I’ve previously written on what kind of return values we should consider acceptable. Today I would like to expand on this topic.

One anti-pattern that I see frequently goes a bit like this: A data retrieval class, say, CustomerService, returns Customer objects for one or more of its methods. Let’s assume that for these Customer objects to be usable by callers must have a valid, non-null organisation identifier—OrgId.

That’s the scenario.

What is the problem?

The problem occurs when CustomerService neglects to do Customer data validity filtering, and delegates this task to the callers of CustomerService.

We might see code similar to this listing:

  var customers = CustomerService.SearchCustomers(criteria);

  foreach (var customer is customers)
  {
     if (customer.OrgId != null)
     {
        // Customer is valid as has OrgId
        // Do something useful with customer.
     }
  }

Because CustomerService did not filter out invalid data, all its clients have to. A better design manages validity problems closer to the source.

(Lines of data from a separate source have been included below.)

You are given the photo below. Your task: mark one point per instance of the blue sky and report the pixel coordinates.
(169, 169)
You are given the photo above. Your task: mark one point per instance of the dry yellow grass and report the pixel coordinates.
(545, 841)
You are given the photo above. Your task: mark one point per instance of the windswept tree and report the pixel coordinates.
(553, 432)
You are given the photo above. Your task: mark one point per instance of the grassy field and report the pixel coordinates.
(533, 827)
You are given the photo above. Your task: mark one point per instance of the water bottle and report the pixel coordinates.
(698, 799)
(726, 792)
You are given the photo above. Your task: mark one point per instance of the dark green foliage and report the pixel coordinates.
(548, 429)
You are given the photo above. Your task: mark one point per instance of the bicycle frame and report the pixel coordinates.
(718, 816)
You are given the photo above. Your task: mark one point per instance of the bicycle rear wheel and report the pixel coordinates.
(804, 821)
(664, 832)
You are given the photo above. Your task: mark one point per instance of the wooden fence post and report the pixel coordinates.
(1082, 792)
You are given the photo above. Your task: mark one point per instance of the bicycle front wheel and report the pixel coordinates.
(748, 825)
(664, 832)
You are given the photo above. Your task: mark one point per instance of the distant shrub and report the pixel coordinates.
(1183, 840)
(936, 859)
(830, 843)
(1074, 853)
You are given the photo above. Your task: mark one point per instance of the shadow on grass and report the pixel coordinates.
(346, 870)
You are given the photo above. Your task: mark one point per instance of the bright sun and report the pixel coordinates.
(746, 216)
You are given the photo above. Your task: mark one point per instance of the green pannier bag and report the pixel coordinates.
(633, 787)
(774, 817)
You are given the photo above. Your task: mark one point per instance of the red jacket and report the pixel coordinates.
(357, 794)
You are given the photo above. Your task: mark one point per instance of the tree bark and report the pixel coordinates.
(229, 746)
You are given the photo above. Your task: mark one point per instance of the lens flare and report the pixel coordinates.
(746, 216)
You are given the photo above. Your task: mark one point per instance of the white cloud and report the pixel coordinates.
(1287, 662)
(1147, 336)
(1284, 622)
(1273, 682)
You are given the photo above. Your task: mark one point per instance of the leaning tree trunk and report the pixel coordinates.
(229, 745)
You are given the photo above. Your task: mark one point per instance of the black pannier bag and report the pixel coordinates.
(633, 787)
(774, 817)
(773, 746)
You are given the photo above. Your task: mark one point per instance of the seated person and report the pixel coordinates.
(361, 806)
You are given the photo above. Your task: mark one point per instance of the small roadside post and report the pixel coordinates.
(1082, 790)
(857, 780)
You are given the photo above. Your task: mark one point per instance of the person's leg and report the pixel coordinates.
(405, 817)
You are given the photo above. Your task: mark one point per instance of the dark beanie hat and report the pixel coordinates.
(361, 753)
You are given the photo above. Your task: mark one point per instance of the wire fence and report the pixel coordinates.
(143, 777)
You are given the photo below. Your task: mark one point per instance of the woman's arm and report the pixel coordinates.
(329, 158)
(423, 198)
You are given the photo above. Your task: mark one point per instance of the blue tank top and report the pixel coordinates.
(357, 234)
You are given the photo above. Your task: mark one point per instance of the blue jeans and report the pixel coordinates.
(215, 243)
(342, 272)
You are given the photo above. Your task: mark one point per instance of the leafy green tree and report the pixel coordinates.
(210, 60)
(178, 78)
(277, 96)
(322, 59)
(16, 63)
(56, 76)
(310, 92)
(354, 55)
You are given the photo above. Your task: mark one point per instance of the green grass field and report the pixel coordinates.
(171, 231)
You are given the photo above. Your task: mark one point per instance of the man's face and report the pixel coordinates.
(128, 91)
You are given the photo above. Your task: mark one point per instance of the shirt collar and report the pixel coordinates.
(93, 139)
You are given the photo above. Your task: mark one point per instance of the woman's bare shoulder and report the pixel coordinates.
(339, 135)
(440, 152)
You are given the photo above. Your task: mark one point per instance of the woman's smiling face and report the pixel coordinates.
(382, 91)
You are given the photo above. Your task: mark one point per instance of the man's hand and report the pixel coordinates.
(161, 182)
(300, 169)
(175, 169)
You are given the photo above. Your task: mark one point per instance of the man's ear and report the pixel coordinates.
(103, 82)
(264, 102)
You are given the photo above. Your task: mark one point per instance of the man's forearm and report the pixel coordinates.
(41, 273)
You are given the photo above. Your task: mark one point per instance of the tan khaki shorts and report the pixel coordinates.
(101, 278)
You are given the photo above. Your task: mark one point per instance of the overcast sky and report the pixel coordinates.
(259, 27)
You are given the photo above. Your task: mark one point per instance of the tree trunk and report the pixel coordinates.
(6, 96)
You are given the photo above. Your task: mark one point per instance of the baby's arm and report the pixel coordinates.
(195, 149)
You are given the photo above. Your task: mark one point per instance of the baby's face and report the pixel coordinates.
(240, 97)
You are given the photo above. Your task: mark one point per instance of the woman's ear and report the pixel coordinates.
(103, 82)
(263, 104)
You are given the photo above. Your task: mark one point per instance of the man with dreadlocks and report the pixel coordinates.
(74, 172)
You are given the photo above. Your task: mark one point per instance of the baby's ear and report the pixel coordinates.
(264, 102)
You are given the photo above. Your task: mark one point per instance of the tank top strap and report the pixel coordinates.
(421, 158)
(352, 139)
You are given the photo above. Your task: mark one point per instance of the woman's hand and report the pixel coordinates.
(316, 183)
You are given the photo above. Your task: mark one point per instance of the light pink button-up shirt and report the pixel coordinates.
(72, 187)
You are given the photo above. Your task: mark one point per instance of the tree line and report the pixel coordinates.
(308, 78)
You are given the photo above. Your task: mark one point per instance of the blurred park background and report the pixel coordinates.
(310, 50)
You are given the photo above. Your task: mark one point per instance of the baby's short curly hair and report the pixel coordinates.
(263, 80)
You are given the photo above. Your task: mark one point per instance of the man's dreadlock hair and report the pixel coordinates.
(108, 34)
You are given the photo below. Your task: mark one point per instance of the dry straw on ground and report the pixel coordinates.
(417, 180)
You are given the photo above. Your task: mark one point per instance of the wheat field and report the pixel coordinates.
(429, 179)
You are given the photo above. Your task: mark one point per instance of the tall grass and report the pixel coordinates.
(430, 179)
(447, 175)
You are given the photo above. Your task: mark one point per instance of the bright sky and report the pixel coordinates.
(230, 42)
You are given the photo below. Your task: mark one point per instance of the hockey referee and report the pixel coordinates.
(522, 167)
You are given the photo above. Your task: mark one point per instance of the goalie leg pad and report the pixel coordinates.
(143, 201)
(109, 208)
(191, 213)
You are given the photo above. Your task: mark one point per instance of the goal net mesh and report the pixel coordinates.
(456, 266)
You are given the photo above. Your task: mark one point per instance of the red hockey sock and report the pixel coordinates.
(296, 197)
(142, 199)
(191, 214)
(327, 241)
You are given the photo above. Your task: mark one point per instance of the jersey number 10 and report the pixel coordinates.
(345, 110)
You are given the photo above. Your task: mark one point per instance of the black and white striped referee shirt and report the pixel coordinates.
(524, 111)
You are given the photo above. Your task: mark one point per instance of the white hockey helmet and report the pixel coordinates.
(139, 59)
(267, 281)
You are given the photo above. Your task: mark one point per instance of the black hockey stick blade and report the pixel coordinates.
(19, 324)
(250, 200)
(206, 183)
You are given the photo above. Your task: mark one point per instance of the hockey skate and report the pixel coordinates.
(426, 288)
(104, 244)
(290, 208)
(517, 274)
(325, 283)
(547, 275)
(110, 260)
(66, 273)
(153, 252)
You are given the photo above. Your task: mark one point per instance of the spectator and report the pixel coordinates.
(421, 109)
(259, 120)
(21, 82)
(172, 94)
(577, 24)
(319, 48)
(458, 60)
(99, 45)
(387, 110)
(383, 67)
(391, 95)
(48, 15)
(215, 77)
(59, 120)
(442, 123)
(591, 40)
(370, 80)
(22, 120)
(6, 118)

If we leave invalid data to propagate throughout the program, no data can be trusted and then validity checking must happen everywhere. That’s why we check input data at system boundaries.

It’s helpful to keep in mind that this is only an anti-pattern for obviously invalid data within a given context. If Customer objects are allowed to miss an OrgId in some scenarios, then the point is moot. However, we can still do better by providing more tailored CustomerService methods: Instead of SearchCustomers() we could have SearchOrganisationCustomers(), which would furnish only Customers holding valid OrgId values.

My recommendation is to test for data validity closer to the source, reducing or eliminating a fanout of downstream data filtering and checking.